Arranged marriages continue to be a popular tradition in the country, with a majority of men and women between the ages of 17 and 25 in major metros such as New Delhi and Mumbai approving of them. The way these marriages get arranged, however, in the fast-changing urban centres is changing with the times.

In the past, parents or relatives searched their own social networks for suitable prospects. Today, family members and prospective brides and grooms browse matrimonial Web sites, which offer a convenient alternative to the traditional matrimonial sections in newspapers.

As people who meet online know little about each other, the anonymity offers huge potential for fraud and deception. So people are now hiring detectives to check out the prospective brides and grooms and the requests for their services have steadily risen in the last few years. The most common requests are related to finances and past relationships. “The number has almost doubled in the last two years,” says Sanjay Singh, CEO of the New Delhi-based Indian Detective Agency. “Earlier it was just high-profile and very rich families that were engaging our services.
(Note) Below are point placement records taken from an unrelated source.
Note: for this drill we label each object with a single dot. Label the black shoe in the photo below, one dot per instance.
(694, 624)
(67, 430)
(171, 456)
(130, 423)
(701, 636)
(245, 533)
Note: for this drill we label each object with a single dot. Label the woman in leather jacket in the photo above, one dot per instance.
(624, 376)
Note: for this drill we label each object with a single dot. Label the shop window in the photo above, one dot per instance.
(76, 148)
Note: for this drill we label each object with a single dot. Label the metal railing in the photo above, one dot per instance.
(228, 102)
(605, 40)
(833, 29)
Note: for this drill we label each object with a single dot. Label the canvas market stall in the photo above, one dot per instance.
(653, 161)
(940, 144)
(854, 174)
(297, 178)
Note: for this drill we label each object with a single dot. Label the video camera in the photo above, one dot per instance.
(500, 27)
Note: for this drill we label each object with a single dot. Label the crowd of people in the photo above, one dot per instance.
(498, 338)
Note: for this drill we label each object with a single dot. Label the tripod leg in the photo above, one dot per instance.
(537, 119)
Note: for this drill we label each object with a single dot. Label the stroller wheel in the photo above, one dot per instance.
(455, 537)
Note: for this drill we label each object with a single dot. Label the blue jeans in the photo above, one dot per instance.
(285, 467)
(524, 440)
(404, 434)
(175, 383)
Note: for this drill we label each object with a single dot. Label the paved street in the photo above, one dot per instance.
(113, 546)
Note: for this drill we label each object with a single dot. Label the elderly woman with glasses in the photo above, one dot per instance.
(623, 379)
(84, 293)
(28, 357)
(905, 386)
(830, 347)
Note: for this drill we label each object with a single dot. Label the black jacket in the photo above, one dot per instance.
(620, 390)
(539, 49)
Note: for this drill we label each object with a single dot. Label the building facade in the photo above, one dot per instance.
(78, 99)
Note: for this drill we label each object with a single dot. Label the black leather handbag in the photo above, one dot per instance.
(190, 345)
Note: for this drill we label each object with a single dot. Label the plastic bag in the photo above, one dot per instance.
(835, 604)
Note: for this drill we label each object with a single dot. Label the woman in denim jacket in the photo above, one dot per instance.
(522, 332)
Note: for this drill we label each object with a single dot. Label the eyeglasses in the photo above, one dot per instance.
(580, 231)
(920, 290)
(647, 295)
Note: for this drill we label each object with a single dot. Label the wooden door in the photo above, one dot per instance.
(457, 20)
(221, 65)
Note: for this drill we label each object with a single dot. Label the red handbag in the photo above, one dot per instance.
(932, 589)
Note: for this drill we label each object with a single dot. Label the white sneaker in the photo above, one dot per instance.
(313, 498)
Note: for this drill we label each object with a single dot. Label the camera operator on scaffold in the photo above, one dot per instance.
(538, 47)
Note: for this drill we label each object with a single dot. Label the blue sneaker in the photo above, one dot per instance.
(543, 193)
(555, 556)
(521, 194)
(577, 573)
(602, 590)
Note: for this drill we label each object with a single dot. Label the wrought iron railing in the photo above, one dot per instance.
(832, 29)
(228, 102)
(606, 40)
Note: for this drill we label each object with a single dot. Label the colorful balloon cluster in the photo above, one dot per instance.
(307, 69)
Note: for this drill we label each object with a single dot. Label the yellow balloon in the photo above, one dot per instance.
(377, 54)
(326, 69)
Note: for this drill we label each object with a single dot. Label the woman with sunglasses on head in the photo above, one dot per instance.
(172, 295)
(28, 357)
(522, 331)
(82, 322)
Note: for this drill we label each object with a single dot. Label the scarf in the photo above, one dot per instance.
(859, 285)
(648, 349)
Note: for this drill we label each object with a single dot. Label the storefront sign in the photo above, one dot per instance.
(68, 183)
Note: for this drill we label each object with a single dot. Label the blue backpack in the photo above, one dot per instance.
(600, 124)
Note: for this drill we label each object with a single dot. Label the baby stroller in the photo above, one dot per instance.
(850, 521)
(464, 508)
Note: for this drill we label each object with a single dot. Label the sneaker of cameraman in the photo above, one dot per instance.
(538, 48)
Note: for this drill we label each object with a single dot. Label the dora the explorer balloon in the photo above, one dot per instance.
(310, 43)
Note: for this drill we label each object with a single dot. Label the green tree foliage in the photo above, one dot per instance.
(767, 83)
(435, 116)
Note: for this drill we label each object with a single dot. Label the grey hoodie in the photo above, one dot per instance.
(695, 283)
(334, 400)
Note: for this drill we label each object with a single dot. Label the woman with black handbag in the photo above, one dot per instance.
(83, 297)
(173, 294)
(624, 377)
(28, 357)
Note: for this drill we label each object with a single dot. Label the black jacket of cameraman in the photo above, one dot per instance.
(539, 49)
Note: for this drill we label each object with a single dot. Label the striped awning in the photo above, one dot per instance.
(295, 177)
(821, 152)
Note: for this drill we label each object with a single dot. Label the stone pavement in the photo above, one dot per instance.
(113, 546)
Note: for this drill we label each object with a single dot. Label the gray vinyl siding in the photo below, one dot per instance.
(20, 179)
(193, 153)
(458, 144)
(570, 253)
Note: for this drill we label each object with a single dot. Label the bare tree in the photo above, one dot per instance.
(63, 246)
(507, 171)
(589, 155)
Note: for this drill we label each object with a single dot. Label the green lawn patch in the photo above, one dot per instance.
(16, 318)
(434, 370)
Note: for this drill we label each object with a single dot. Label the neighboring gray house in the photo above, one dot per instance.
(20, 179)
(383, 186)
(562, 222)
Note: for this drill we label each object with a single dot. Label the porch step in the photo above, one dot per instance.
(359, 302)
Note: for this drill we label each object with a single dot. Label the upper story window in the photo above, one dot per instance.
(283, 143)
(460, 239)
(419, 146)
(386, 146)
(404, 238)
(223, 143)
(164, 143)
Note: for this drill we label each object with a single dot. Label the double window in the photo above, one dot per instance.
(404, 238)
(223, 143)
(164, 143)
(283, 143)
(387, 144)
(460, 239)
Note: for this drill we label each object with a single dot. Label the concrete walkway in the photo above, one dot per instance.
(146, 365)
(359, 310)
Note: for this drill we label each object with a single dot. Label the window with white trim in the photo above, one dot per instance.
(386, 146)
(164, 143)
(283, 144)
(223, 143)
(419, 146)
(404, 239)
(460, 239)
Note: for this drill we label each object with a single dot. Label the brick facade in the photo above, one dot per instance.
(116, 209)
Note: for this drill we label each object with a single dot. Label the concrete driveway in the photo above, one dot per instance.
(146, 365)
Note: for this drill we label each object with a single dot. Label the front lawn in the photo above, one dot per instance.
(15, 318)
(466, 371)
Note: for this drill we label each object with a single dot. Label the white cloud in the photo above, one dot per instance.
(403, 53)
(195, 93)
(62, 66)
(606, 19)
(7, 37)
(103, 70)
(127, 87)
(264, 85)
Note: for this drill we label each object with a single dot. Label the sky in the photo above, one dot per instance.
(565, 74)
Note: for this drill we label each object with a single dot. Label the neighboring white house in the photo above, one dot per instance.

But now, it's mostly the middle class.”

The number of premarital investigations, say detectives, is higher in arranged marriages, as opposed to love marriages. The total registration base of India's biggest online matrimonial portal, Shaadi.com, was 91 lakh in 2007 and the site reported that 7.2 lakh marriages were enabled by it. Registration on Bharatmatrimony.com is close to 90 lakh.

“It is necessary to get some kind of check done on a partner before marriage,” says Prashant Rana, Marketing Manager, Fireball Investigation Services. “But people don't have that kind of time or resources to do a thorough check.”

New Delhi has over a hundred registered detective agencies and thousands of smaller one-man shows. The Indian Detective Agency alone receives at least 30 inquiries a week for premarital investigations.

Timing and secrecy

Investigations typically take between a week and 10 days, and can cost up to approximately Rs 56,000, depending on the company and the depth of the investigation. Families or prospective brides or grooms often hire them for the first part of the screening process, when personal finances and character are the most important considerations.

Considering that families now spend several lakhs on a wedding, the cost for a seven-day investigation isn't considered too big an expense. Investigations are very discreet; only the parents are usually privy to the results, hence there is no shame or taboo if something negative turns up. Even if it's all positive, the fact that an investigation was undertaken is not mentioned to anyone. “It's a sensitive issue,” says Singh. “If your prospective spouse finds out you've been sending detectives after him, he's not going to like it. Simple.”

Investigators provide details about previous and present relationships, education, career, financial position and the family. Experienced investigators, pretending to be on some other mission, get inside the house, talk to the family and try to establish what kind of people they are, how they treat others and, most important, how they treat one another. In order to do this, detectives follow their subject's every move. A team monitors their target for 7-10 days, dressing up as rikshaw-wallahs , bouncers at a night-club or, as Rana says, even a cleaner in their doctor's office.

“Its human nature that within seven days, you'll repeat every habit,” says Rana. “If I have a girlfriend, once a week, I'll go see her. If I drink, I'll do it at least once a week. If I enjoy partying, again, I'll do it at some point during the week. That's why we do our surveillance for seven days. Within that time, we make the report.” “Just like in the movies,” he adds.

Women clients

Of the hundreds of cases that come to him each month, Rana says 80 per cent are women or their parents who want future spouses investigated.

As women are often required to live with their husband's family after marriage, some consider it essential to know as much as they can about the family they'll be spending the rest of their life with.

Men, on the other hand, are only concerned about past relationships.

If the investigation turns out well, the woman and her parents take things forward. If it does not, there is rarely a confrontation, detectives say.

Matches can be blown when major obstacles resurface from the past, or sometimes for small transgressions, such as lying about a smoking habit.

And since the intended are not romantically involved, the parties cut their losses and move on.

Ankita Kohli, 23, a single advertising professional, disapproves of the trend.

“You're starting the relationship by questioning his very identity and then keeping it from him,” she says.

“Because it's a matter of life, take control and do the investigation yourself. There are so many ways of finding the truth about a person; why trust a second-hand source and risk your relationship in the process?”

Dishonest lives

Of the investigations undertaken by Fireball, Rana says about 40 per cent of the people they've scrutinised have been “very dishonest” about their life and work.

One such case involved a man whose mother was certain that the intended fiancée was not honest about her background and hired Rana's company to verify. The investigation threw up a previous marriage and a son; the woman's husband had left her and fled to Iraq.

“If the marriage had happened, it would have been a big problem for that family,” says Rana.

“But the mother opted for verification, and they were saved.”